Minimally invasive radio-guided surgery was successfully performed in 99/102 patients (97.0%). The gamma probe was particularly useful in patients with an ectopic parathyroid adenoma in the upper mediastinum (n=11) or to the carotid bifurcation (n=1) or located deep in the neck (n=8). Minimally invasive radio-guided surgery was also obtained in 18/23 patients who had previously undergone thyroid/parathyroid surgery. The mean operative time for minimally invasive radio-guided surgery was 38 min. No major surgical complication was recorded. Conversion to bilateral neck exploration was required in only 3 cases because of intra-operative diagnosis of parathyroid carcinoma (n=2), and persistence of elevated quick PTH levels after removal of the preoperatively visualized parathyroid adenoma (n=1). Among patients treated by standard bilateral neck exploration, the gamma probe was useful in localizing a thymical enlarged parathyroid gland in 1 patient with multi-glandular disease, a parathyroid adenoma located deep in the neck in 4 patients with concomitant nodular goiter and an ectopic parathyroid adenoma to the carotid bifurcation in another. However, in some other patients with a parathyroid adenoma located near to the thyroid, it was difficult to intraoperatively distinguish the parathyroid adenoma from a MIBI avid thyroid nodule.
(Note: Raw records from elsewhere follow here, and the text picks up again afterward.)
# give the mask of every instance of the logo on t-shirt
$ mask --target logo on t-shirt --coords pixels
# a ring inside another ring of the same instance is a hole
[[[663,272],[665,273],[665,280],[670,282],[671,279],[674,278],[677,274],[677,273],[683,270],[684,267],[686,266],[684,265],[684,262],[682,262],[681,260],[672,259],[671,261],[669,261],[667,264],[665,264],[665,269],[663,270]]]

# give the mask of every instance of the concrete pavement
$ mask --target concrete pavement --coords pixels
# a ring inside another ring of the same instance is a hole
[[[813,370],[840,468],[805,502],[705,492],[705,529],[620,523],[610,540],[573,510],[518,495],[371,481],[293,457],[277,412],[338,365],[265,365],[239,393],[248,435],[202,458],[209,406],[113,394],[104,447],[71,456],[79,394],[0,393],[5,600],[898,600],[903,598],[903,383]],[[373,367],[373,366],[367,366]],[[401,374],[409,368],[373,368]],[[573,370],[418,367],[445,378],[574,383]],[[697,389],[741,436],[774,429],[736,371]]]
It can be concluded that: (a) in primary HPT patients with high scan/ultrasound probability of solitary parathyroid adenoma and normal thyroid gland, the gamma probe appears to be an effective, rapid and safe technique to perform minimally invasive radio-guided surgery; b) a (99m)Tc-MIBI dose as low as 37 MBq appears to be adequate to successfully perform radio-guided surgery; c) the measurement of quick PTH is recommended during minimally invasive radio-guided surgery; d) minimally invasive radio-guided surgery can be performed also in HPT patients with previous parathyroid/thyroid surgery thus limiting surgical trauma; e) with the possible exception of parathyroid adenoma located in ectopic sites or deep in the neck, the gamma probe technique does not seem recommendable in HPT patients with concomitant nodular goiter.
报告对141例原发性甲状旁腺功能亢进症(HPT)患者进行(99m)Tc-MIBI放射性引导手术的结果。
所有患者术前均通过基于双示踪剂甲状旁腺闪烁显像和颈部超声的单日方案进行评估,然后由同一手术团队进行手术。102例(72.3%)扫描/超声高度怀疑为孤立性甲状旁腺腺瘤且甲状腺正常的患者,计划进行微创放射性引导手术。另外39例(27.7%)扫描/超声显示有多发性腺体疾病(n = 8)或合并结节性甲状腺肿(n = 31)的患者,在标准双侧颈部探查术中使用术中γ探测仪。术中常规测量快速甲状旁腺激素(PTH)水平。我们开发的微创放射性引导手术技术包括:a)在麻醉诱导期间于手术室注射低剂量37 MBq的(99m)Tc-MIBI;b)在手术切口前用手持γ探测仪对患者颈部进行扫描,以定位甲状旁腺腺瘤的皮肤投影;c)术中用探测仪检测甲状旁腺腺瘤,并通过2 - 2.5 cm的小皮肤切口将其切除。
102例患者中有99例(97.0%)成功进行了微创放射性引导手术。γ探测仪对位于上纵隔(n = 11)、颈动脉分叉处(n = 1)或颈部深处(n = 8)的异位甲状旁腺腺瘤患者特别有用。23例曾接受过甲状腺/甲状旁腺手术的患者中,有18例也成功进行了微创放射性引导手术。微创放射性引导手术的平均手术时间为38分钟。未记录到重大手术并发症。仅3例因术中诊断为甲状旁腺癌(n = 2)以及在切除术前可视化的甲状旁腺腺瘤后快速PTH水平持续升高(n = 1)而需要转为双侧颈部探查。在接受标准双侧颈部探查的患者中,γ探测仪有助于定位1例多发性腺体疾病患者的胸腺增大的甲状旁腺、4例合并结节性甲状腺肿患者颈部深处的甲状旁腺腺瘤以及另1例颈动脉分叉处的异位甲状旁腺腺瘤。然而,在其他一些甲状旁腺腺瘤靠近甲状腺的患者中,术中难以将甲状旁腺腺瘤与摄取MIBI的甲状腺结节区分开来。
可以得出以下结论:(a)对于扫描/超声高度怀疑为孤立性甲状旁腺腺瘤且甲状腺正常的原发性HPT患者,γ探测仪似乎是一种有效、快速且安全的进行微创放射性引导手术的技术;(b)低至37 MBq的(99m)Tc-MIBI剂量似乎足以成功进行放射性引导手术;(c)建议在微创放射性引导手术期间测量快速PTH;(d)曾接受过甲状旁腺/甲状腺手术的HPT患者也可进行微创放射性引导手术,从而减少手术创伤;(e)除了位于异位部位或颈部深处的甲状旁腺腺瘤外,γ探测仪技术对于合并结节性甲状腺肿的HPT患者似乎不太适用。